After the assault on our pop-up, we took immediate measures to discourage further raids. But nightly we hear 'coons growling, hissing and snarling as they prowl our site and those nearby in anticipation.

I'd been propping our chairs, a folding webbed aluminum one and a director's chair, against the side of our camper. But I took down this platform for seeing in and leaned the chairs against our picnic table.

We moved our table, too. It had been under a canopy, close to the door. It's far enough away now that the 'coons can't jump from it to the other chair ledge.

Who knows what they were after, except that the sink held our plates from the evening meal. Everything else inside the pop-up was in containers except bread and doughnuts. Each of these may have emitted odors the 'coons thought worth checking.

None of these odors attracted marauders in the past, but then we weren't dealing with Tomoka 'coons that find the campground a veritable Publix when all 95 campsites are occupied by winter residents.

Tomoka State Park is one of Florida's oldest, yet it is still a premier park.

Only a few miles from Ormond Beach, the Atlantic Ocean and Daytona Beach, it is heavily wooded and shaded by huge oaks with saw palmetto and other small shrubbery providing privacy for each site.

Tomoka nestles on a peninsula with the Tomoka River on the west and the Halifax River on the east.
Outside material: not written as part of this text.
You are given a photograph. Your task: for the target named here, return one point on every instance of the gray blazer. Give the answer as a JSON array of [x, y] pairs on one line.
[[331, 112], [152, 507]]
Several docks are on the Tomoka River for fishing and numerous paths lead to the Halifax.

My chicken necks and string tossed into the Halifax interested nothing. My wife, Marie, hauled in, after a considerable struggle, a sizable catfish, but with this much water there has to be fish here other than the buzzards of the sea that keep the bottom clean.
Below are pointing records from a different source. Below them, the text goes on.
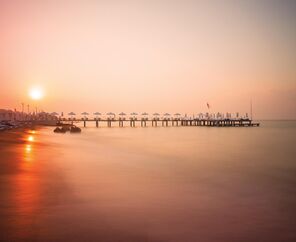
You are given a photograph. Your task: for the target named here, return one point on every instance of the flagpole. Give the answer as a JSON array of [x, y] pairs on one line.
[[251, 107]]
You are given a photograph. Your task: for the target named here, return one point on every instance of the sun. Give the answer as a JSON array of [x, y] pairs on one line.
[[36, 93]]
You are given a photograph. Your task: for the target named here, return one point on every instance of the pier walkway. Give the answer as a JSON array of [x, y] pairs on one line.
[[144, 122]]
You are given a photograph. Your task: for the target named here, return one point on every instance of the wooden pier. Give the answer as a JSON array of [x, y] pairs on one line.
[[155, 122]]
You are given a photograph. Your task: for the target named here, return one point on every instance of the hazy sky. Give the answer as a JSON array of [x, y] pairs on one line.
[[153, 56]]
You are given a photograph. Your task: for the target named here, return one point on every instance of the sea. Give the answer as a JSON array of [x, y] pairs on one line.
[[134, 184]]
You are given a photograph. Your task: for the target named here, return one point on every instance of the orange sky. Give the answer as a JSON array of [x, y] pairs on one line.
[[153, 56]]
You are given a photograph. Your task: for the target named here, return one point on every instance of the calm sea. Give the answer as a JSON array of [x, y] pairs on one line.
[[180, 184]]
Our efforts to find blue crabs were disappointing until the day before we left when we found the nursery. We quickly put half a dozen keeper crabs into our bucket and released a couple dozen babies.

I've prowled the shoreline looking for crabs and wasted my time when there was no reason to put my chicken necks in the water, but this day was different.

The place looked crabby, the bottom was black and soft. The water was shallow and warm. If my nose had been in better working order I might have smelled them.

I knew I'd found the nursery when I threw out my line and pulled it back immediately when it didn't go where I wanted it to and a crab was hanging on, fighting to keep this hunk of meat that had fallen from the sky.

We limited our crabbing to half an hour because the sun was searing.

To get to our fishing spot, take Old Dixie Highway past the park and across the Tomoka River. A savanna of grass and muddy tidal canals only a few inches deep line both sides of the causeway. The crabs are thick here, but not many are the legal five inches from carapace point to point.

While exploring west of Bunnell, we found an excellent fishing lake with camping facilities, a restaurant and guide services.